Describe a concern you had while considering or applying to the internship. What advice would you give to help a student with the same concern today?
Starting new things, I always tend to get overcome with the feeling that I don't know enough or that what's asked of me would be too much for me to handle. In those times I try to remind myself that things always seem the most insurmountable at the beginning. The point of an internship isn't to have all the knowledge and skills already at hand - the point is to have the curiosity and drive to build those skills as you go.
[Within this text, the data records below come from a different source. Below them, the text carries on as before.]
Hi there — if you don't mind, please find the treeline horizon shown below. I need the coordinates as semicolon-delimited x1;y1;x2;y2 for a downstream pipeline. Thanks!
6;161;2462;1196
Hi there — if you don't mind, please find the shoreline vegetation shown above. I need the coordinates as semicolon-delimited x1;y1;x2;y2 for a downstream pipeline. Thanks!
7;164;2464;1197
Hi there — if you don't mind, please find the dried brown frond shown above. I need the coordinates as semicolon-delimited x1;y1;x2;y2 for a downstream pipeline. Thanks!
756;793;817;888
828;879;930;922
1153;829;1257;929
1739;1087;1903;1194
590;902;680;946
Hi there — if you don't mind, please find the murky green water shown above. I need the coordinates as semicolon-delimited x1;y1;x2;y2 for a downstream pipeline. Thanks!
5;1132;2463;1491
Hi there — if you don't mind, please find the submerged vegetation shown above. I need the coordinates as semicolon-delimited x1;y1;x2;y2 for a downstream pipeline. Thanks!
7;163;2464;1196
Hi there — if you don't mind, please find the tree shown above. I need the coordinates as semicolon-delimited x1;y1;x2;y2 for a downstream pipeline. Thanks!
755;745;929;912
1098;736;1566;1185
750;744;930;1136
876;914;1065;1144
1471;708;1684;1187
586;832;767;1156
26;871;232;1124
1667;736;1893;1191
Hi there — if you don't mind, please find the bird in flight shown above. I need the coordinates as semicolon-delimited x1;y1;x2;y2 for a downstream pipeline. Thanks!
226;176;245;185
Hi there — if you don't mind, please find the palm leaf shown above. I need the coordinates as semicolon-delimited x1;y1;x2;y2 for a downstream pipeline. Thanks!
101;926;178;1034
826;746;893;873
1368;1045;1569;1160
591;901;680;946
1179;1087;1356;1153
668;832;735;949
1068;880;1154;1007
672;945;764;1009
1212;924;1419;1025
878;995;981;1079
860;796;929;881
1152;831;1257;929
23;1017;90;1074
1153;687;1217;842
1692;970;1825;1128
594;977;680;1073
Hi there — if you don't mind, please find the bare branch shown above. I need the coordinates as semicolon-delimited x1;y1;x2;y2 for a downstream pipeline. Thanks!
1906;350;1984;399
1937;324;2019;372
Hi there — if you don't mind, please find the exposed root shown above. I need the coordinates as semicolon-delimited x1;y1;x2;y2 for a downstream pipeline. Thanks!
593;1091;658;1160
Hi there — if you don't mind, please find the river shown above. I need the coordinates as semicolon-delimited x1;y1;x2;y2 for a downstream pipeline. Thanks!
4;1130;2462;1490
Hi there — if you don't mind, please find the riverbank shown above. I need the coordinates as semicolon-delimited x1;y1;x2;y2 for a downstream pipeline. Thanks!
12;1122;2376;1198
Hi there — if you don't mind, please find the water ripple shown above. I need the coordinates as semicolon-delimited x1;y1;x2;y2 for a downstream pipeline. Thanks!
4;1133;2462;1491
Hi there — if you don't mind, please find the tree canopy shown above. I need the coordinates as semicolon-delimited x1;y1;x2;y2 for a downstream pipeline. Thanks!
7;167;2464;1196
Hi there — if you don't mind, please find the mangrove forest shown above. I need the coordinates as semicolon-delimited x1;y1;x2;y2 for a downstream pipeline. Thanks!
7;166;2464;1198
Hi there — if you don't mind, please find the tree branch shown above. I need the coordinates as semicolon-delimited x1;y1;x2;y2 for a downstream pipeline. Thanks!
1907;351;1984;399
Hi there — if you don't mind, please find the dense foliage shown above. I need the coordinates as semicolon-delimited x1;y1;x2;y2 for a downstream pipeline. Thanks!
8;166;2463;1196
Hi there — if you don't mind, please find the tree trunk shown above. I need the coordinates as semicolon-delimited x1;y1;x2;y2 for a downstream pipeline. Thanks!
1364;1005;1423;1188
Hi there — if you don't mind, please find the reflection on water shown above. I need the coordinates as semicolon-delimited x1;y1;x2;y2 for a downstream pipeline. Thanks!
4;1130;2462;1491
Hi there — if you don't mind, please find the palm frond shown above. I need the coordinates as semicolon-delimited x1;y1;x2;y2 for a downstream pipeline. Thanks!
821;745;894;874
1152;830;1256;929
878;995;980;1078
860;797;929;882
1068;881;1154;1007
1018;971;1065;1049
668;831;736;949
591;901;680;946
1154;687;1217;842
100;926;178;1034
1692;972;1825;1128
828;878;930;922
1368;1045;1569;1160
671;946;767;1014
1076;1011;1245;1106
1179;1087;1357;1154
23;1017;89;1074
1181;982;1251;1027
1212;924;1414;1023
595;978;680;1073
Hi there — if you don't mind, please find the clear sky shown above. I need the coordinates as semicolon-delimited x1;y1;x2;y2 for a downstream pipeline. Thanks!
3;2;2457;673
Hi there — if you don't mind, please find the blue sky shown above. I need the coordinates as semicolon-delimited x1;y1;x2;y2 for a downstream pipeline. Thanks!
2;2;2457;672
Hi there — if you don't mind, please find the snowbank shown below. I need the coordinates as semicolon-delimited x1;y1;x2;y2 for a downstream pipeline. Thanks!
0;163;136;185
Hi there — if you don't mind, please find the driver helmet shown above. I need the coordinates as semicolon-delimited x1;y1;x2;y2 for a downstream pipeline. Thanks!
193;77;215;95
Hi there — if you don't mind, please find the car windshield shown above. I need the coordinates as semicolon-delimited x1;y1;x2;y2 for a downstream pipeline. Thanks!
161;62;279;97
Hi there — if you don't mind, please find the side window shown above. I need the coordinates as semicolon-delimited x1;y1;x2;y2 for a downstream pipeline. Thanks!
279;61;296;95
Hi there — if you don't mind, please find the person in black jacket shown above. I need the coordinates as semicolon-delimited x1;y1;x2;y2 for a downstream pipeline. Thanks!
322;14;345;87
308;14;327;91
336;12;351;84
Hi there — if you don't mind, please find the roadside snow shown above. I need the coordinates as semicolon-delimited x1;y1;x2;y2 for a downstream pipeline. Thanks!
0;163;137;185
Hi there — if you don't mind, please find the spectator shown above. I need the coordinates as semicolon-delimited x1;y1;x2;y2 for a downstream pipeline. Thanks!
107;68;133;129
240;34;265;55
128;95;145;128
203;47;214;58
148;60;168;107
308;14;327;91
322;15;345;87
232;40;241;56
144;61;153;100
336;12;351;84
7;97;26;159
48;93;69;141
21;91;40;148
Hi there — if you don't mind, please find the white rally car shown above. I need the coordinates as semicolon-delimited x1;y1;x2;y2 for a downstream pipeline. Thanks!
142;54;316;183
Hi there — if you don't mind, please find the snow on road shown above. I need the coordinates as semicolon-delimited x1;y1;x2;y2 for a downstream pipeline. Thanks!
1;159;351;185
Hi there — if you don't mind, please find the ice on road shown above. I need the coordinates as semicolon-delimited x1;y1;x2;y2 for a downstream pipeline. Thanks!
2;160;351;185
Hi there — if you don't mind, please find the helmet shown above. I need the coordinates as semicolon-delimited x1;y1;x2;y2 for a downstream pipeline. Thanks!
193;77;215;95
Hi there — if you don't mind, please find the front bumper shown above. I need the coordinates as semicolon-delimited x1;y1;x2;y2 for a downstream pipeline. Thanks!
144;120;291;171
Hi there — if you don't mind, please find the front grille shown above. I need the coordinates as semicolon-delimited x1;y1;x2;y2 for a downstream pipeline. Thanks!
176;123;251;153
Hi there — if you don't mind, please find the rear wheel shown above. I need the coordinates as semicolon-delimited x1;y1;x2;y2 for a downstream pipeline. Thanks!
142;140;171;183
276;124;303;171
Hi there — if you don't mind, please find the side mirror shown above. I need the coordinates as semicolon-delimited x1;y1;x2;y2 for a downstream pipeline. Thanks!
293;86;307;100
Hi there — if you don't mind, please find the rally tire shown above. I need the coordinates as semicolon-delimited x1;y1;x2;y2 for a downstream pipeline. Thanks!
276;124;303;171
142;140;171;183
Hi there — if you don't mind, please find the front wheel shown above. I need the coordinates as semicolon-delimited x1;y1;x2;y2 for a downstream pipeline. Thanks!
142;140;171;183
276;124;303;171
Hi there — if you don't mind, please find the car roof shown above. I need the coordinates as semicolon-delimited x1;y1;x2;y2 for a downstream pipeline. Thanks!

Think of a time you experienced success during your internship. What did this success look like?
A moment of success I can recall from the internship is when I gave my final presentation to a group of scientists from PPPL and elsewhere. Talk about nerve-wracking! The presentation went well though, and afterwards my second advisor said he was impressed by how much I had gotten done, considering the internship was only 10 weeks. I found it not only flattering, but helpful to have that "benchmark," if you will. W ith research, there's always so many more questions than answers, so it's hard to tell when what you have been able to do is enough.

Think of a time you experienced failure during your internship or academic career. How did you feel at the time? How did you deal with the failure and work past it?
My plan for the summer after my second year of undergrad had been to do an engineering internship. When the few applications I had done fell through, I felt like I had wasted an opportunity . In the end, I got a job as a camp counselor, which was a huge challenge and learning experience. I am glad I did it, as I learned things about myself and developed skills I wouldn't have in an academic setting.

Did you make any important personal connections during your internship?
I met one of my very best friends during the SULI internship, and I'm incredibly grateful for that. We made some incredible memories over the course of the summer, and we still talk every day even though we're an ocean apart now.

What are your values? How are your values expressed through your academic or professional career?
I believe it's every person's duty, and especially my duty, to try and find work that maximizes their unique skills to help improve the world. That's why I chose to explore fusion. I'd like to work in fusion or energy/electricity, trying to protect the environment. I'd love to get a job at a research center or national lab. I also hope to incorporate education and outreach into my future career, things I truly love to do.